Does my dog have sleep apnoea?
Is it possible that pets can have obstructive sleep apnoea? And if so, can CPAP help treat their symptoms? The answers are yes… and possibly.
As with humans, little Rover’s sleep apnoea would most likely develop over time, either on its own or as result of a separate medical condition or drug he’s taking.1 You’ll probably notice the snoring first, but also note if he’s gasping or choking while asleep, and he may be more tired or irritable during the day as well.2
Sleep apnoea is also more serious for animals in the short term; while it is known to raise the risk of secondary-cause death in humans over time, “there have been several episodes of sudden death in young dogs and cats while sleeping, which are similar to sudden infant death syndrome in humans.”1
OSA and dogs
Your furry friend may be at greater risk of sleep apnoea if they have allergies, short noses that can make breathing difficult (e.g. Boston terriers, mastiffs, rottweilers).2 Much like humans, obesity plays a part as well. Dogs experience apnoeas the same way we do: They temporarily stop breathing, causing their bodies to jolt them awake to take a breath. And as with humans, this constant night-time arousal results in sleep deprivation and all its short- and long-term health risks.
Your vet will often suggest prescription drugs or possibly surgery if their obstructions are caused by malformed nostrils or airways.3 He may also recommend a diet for overweight dogs. CPAP is not a treatment option for hounds right now, but that could someday change thanks to studies like the one in 2011 – on cats.
OSA and cats
Your furry feline friends can also have OSA, particularly overweight and obese cats, and Persians due to their shortened muzzles and the breathing problems that can result from them.4 As always, Shadow snores will be the most noticeable sign that something may be wrong. If so, the most common treatment is surgery if the vet thinks it’s necessary.
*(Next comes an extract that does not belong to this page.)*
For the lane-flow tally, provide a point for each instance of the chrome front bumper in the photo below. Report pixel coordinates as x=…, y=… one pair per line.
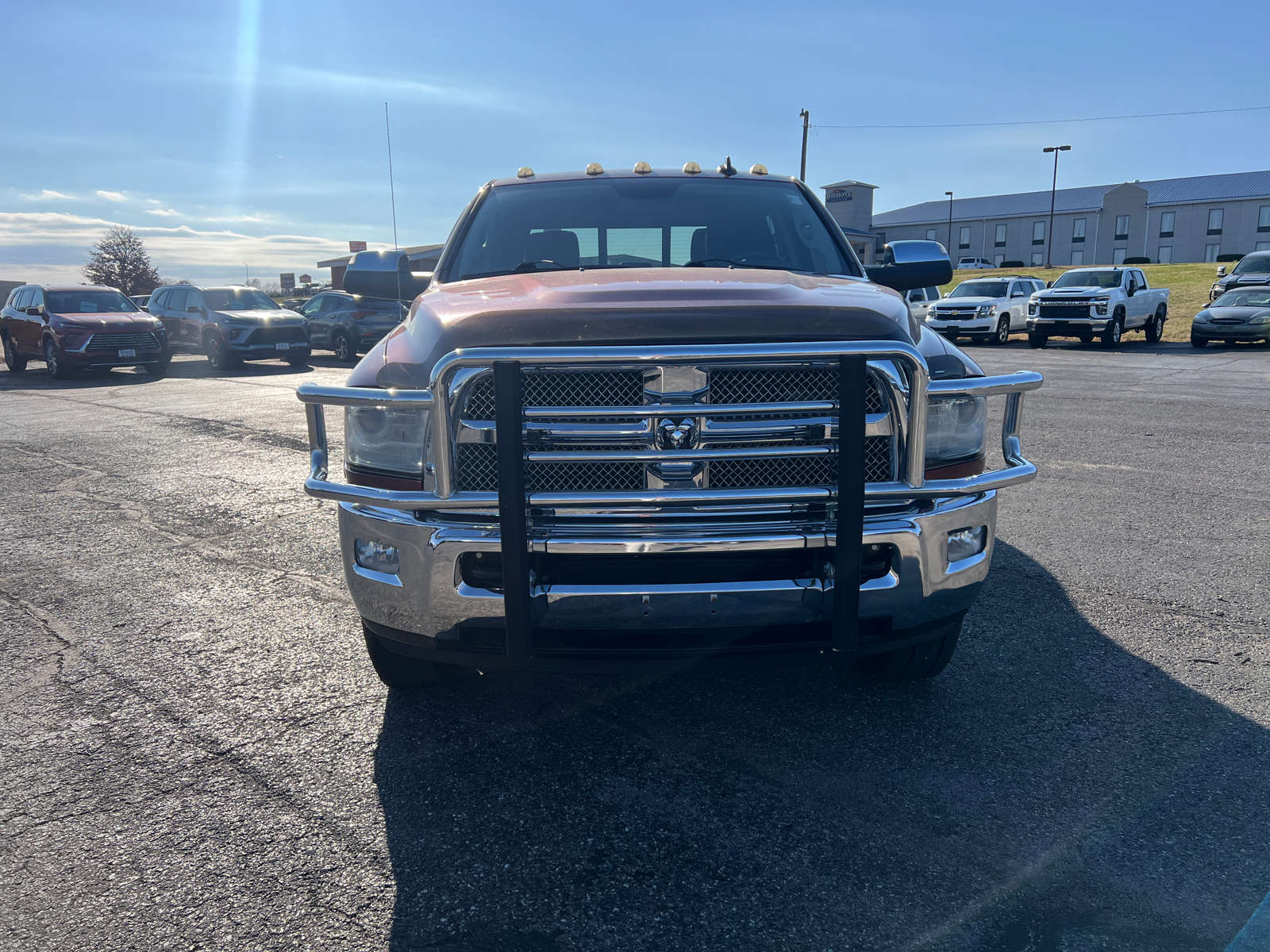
x=425, y=606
Interestingly though, in 2011 researchers successfully treated cats with OSA by using CPAP. Their study is described as “the first report of CPAP being used as an effective treatment for OSA in an animal.”5
What if my pet sleeps poorly?
Time will tell whether this CPAP study will lead to more research into sleep apnoea in animals and whether CPAP can effectively treat itBut we do know that animals can have sleep apnoea, and that it has an equally harmful effect on their sleep.
Has your pet ever experienced sleep problems? If so, please share what condition they had and how you or your vet decided to treat it.
Sleep and Health Journal. Do animals have sleep disorders? 2009. http://www.sleepandhealth.com/do-animals-have-sleep-disorders (accessed February 2, 2016).
Rodriguez JS. Does my dog have sleep apnoea? Advanced Sleep Medicine Services 2015. http://www.sleepdr.com/blog/does-my-dog-have-sleep-apnoea (accessed February 2, 2016).
Wondra S. Common dog sleep disorders. PetCareRx 2013. https://www.petcarerx.com/article/common-dog-sleep-disorders/896 (accessed February 2, 2016).
Alling M. Common cat sleep disorders. PetCareRx 2013. https://www.petcarerx.com/article/common-cat-sleep-disorders/893 (accessed February 2, 2016).
Neuzeret PC et al. A new animal model of obstructive sleep apnoea responding to continuous positive airway pressure. Sleep 2011;34(4):541–8.